# Buck Question...



## rgdlljames (Sep 8, 2011)

I am contemplating getting a buck. The only thing holding me back is I've heard they smell awful. Is this true? If so, is there a way of getting around it? I only want one...will get a wether to keep him company.


----------



## toth boer goats (Jul 20, 2008)

Some breeds seem to stink more than others...the older they get ...the better they can get in the stink department..... that scent and awful smell....helps to bring in the Does...so... it is good for a buck to be stinky.... What once was a cute little buck kid ...that you can snuggle with...is now that big sticky buck... that you don't want to pet when in rut..... Although Mostly they do stink alot more in rut season.... and less when not.....

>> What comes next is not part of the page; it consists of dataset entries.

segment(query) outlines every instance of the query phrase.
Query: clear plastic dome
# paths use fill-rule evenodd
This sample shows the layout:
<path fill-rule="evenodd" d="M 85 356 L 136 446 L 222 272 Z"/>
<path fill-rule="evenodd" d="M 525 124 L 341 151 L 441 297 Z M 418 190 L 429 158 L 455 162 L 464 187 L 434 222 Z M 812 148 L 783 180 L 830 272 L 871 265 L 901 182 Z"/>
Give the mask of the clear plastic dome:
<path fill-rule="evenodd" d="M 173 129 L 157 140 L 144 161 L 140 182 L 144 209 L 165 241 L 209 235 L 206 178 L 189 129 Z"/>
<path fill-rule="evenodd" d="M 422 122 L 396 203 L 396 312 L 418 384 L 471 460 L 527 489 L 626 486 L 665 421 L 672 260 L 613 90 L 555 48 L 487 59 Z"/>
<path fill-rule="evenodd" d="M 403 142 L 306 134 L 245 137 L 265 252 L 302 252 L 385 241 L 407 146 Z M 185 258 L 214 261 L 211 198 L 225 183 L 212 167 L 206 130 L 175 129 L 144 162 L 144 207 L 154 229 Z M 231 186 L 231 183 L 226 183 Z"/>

You can give them baths after breeding is over .....he needs that rut smell at breeding time.... :wink:


----------



## freedomstarfarm (Mar 25, 2011)

Mine smell but I don't mind the smell and my neighbors are not close.


----------



## Jessaba (May 13, 2010)

I can't smell my 2 yr old buck that much until I get close to him...but its a smell I think you get use to...we have pygmy buck right now and have had a Nigi buck before, the smell was there, but I guess maybe I'm use to it and don't mind as much seeing as it gets me babies


----------



## SkyesRanch (Nov 11, 2010)

I only smell my buck when he is in rut. Which is in the fall. He is about 50 feet from the house. Right now he is a bit stinky.


----------



## rgdlljames (Sep 8, 2011)

Thank you everyone.  We will look into it.


----------